Si tout va bien, l'ancien garage Citroën transformé en nouveau musée d'art contemporain ouvrira ses portes à Bruxelles dans le courant de l'année 2020. Fruit d'un accord signé la semaine dernière entre la Région de Bruxelles-Capitale et le Centre Pompidou de Paris, ce bâtiment Art déco érigé en 1934 se muera en " un pôle culturel d'envergure mondiale " (sic) sur quelque 30.000 m2. Outre la pertinence de ce partenariat franco-belge, le choix du Centre Pompidou est aussi un joli coup de com' pour la Région bruxelloise qui peut ainsi mettre en avant un label de qualité indiscutable.

Rudi Vervoort, le ministre-président bruxellois et le président du Centre Pompidou, Serge Lasvignes. © BELGAIMAGE

Fort d'une collection de 120.000 oeuvres dont un dixième seulement est présenté aux visiteurs des lieux, Beaubourg s'est en effet engagé à partager son expertise en matière de programmation et d'acquisitions, mais aussi à prêter des oeuvres au futur " Musée Citroën " comme on le surnomme déjà. Un sacré pied de nez de Rudi Vervoort, ministre-président de la Région bruxelloise, à Elke Sleurs, la secrétaire d'Etat en charge des musées fédéraux, opposée à ce projet et qui refuse dès lors tout prêt de collections au futur musée d'art contemporain de Bruxelles. Surréalisme, quand tu nous tiens...

Un projet rentable ?

Au-delà de la guéguerre communautaire, c'est la question de la pertinence économique de ce nouveau musée qui est toutefois posée en ces temps d'austérité. Acheté 20 millions d'euros par la Région bruxelloise l'année dernière, l'ancien garage Citroën nécessitera 140 autres millions pour les études de faisabilité, les plans et les travaux d'aménagement du musée. Un investissement conséquent qui pourrait cependant être amorti en quelques années. Pour appuyer la pertinence de son choix culturel, la Région de Bruxelles-Capitale a en effet commandé un étude au cabinet EY sur les retombées économiques de son projet muséal. Selon un premier scénario présenté comme minimaliste (à savoir 500.000 visiteurs annuels), l'impact direct serait de 2,4 millions par an (dépenses en billetterie, visites guidées, achats dans la boutique du musée, etc.), tandis que l'impact indirect (répercussions sur les secteurs horeca, transports et loisirs) serait de l'ordre de 31,2 millions par an. Beaucoup plus optimiste, le scénario dit maximaliste (1 million de visiteurs annuels) fait gonfler l'impact direct des retombées à 4,8 millions par an et l'impact indirect à 62,3 millions. A cette fourchette évaluée entre 33,6 millions et 67,1 millions en termes d'impacts cumulés selon les différents scénarios, l'étude du cabinet EY ajoute encore les " effets induits " de ces injonctions monétaires qui pourraient se chiffrer entre 20 millions et 40 millions pour toute la Région de Bruxelles-Capitale selon la fréquentation du musée.

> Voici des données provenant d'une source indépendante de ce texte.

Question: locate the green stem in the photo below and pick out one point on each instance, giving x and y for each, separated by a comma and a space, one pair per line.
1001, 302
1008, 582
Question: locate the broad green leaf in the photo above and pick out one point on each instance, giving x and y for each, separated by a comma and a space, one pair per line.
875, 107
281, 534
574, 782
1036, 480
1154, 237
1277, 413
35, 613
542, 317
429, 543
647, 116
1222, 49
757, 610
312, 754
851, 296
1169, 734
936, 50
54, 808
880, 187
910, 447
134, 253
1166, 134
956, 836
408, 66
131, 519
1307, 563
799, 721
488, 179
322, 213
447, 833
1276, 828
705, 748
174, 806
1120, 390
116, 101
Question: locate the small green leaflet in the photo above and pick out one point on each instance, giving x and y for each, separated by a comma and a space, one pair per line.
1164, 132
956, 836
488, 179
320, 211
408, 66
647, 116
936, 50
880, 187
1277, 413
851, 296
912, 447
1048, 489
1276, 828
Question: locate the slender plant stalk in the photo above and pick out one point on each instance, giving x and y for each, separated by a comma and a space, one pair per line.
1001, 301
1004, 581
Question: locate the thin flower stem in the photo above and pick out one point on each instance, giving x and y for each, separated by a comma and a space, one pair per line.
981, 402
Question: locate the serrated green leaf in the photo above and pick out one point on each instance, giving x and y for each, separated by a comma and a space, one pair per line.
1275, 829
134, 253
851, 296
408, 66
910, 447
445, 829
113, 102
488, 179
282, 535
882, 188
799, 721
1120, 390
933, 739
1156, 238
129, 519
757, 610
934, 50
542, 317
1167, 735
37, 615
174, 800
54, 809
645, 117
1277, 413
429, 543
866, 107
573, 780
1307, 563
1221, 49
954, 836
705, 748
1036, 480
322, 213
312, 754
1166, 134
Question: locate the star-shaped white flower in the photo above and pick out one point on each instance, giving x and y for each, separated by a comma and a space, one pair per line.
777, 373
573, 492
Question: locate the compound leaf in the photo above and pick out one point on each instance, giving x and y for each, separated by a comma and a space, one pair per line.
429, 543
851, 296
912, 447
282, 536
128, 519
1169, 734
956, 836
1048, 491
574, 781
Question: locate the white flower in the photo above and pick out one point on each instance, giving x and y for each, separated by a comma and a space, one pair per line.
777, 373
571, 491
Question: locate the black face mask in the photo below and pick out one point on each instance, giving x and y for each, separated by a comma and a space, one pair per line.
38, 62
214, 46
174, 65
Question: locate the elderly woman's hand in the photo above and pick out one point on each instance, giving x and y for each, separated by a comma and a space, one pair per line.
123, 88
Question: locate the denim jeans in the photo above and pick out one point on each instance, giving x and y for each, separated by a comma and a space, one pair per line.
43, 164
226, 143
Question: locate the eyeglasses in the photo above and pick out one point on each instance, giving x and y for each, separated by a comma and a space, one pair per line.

Pour Rudi Vervoort, le retour sur investissement pourrait donc être payant pour la Région bruxelloise en quelques années seulement, d'autant plus que l'ouverture du " Musée Citroën " devrait également générer 72 emplois directs selon les auteurs de l'étude, ainsi que de nombreux autres emplois indirects et induits : de 337 à 673 postes selon les deux scénarios évoqués par EY.